Statistics are used by all but understood by few. In fact, studies have shown that 94% of people have little to no understanding of statistical methods. OK, that last statistic was made up; I wrote it to make a point though. I could post something like that on this blog and people would believe it and possibly even repeat it. The sad thing is that it probably isn’t that far from reality. In social science and neuroscience research we use statistics to understand data and support hypotheses. This post will serve as a statistical primer. I will not discuss how to calculate statistics, rather I will write about the underlying assumptions and theory of statistics. I will also discuss how to properly use and understand them (and hopefully avoid misusing them). I hope to help you become a more informed consumer of statistics.
When did we start using statistics and why?

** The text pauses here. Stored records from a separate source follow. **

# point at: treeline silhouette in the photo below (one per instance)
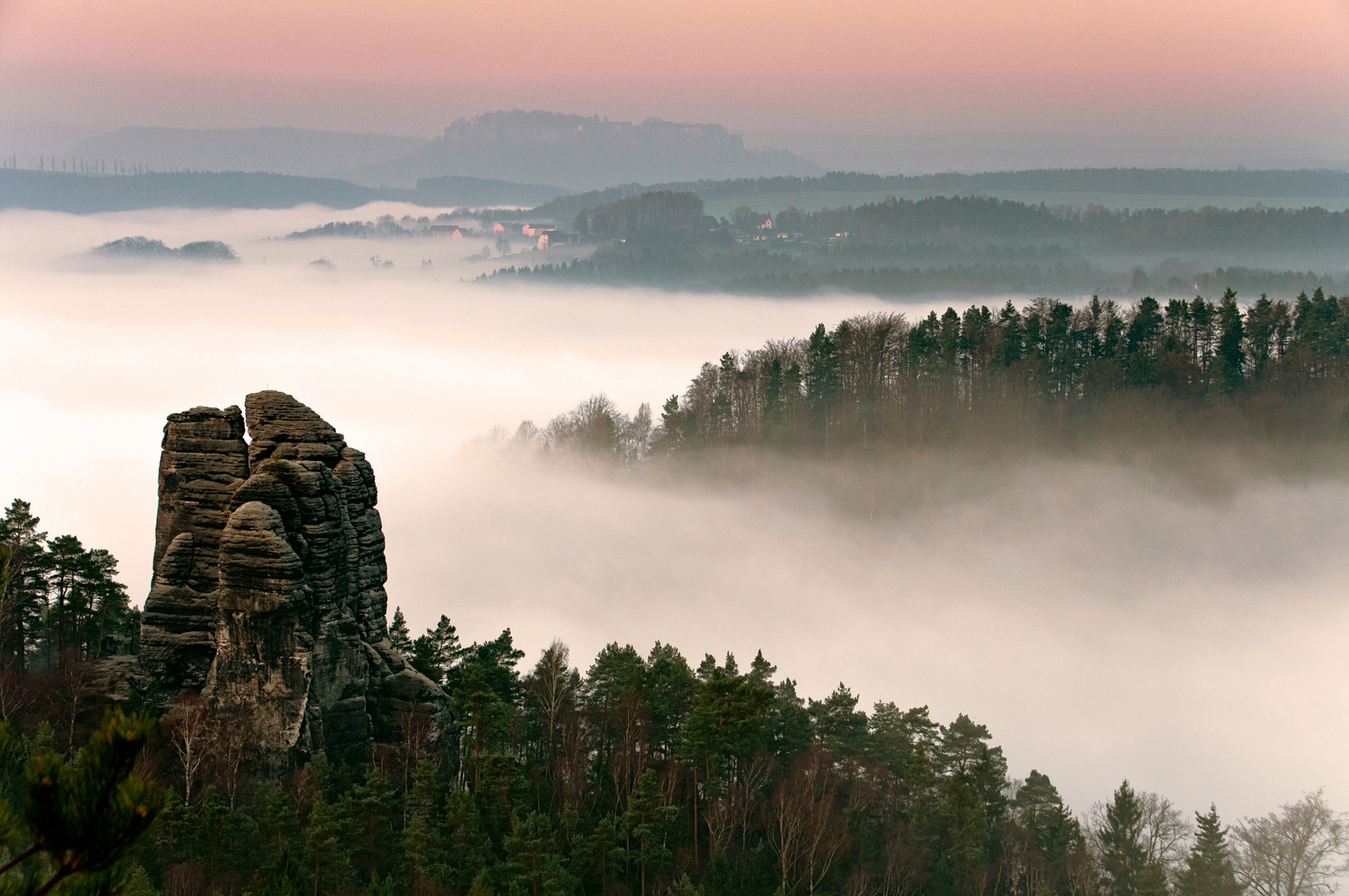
(1236, 184)
(644, 775)
(1047, 373)
(962, 217)
(60, 602)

Joel Best wrote a brief history of the use of statistics in his excellent book Damned Lies and Statistics: Untangling Numbers From the Media, Politicians, and Activists. [I urge everyone to read the book to be more informed about statistics. All quotes will be from the book. It provides only a superficial treatment of actual statistical methods – which he states is the case – but it provides a good theoretical background for being a critical thinker about statistics]. He states that statistics rose in popularity as governments and social activists wanted ways to track and “influence debates over social issues” (p.11). Early statistics were used almost exclusively for political purposes, especially to shape social and governmental policies. From the beginning, statistics were used for non-neutral purposes. They gave credibility to arguments.
One assumption that people erroneously make is that statistics are neutral and that they represent truth. They are useful for aggregating a lot of data but the problem is that most statistical methods are based on certain assumptions about the underlying data (e.g., that it is normally-distributed). However, many times researchers use certain statistical methods and make conclusions based on those data when the methods are not appropriate for the data. Even simple descriptive statistics (e.g., averages) can lead to people making erroneous conclusions.
People who create statistics all have a purpose for them. Researchers are all biased and have agendas. It just may be to get their research published or it might be for other ulterior reasons. Social activists use statistics to create social problems (see p. 14); they are not the cause of the “problem” but they try to raise awareness of it by turning it into a “problem” that we need to pay attention to and solve. This can often be a good thing but activists are using statistics to give credibility to their cause (e.g., “According to the World Health Organization, between 12 percent and 25 percent of women around the world have experienced sexual violence at some time in their lives.” source). Governments also use statistics to defend their position (e.g., “Crime rates decreased by XX% from last year. See! we are doing our job.”) and sometimes to counter the claims of activists.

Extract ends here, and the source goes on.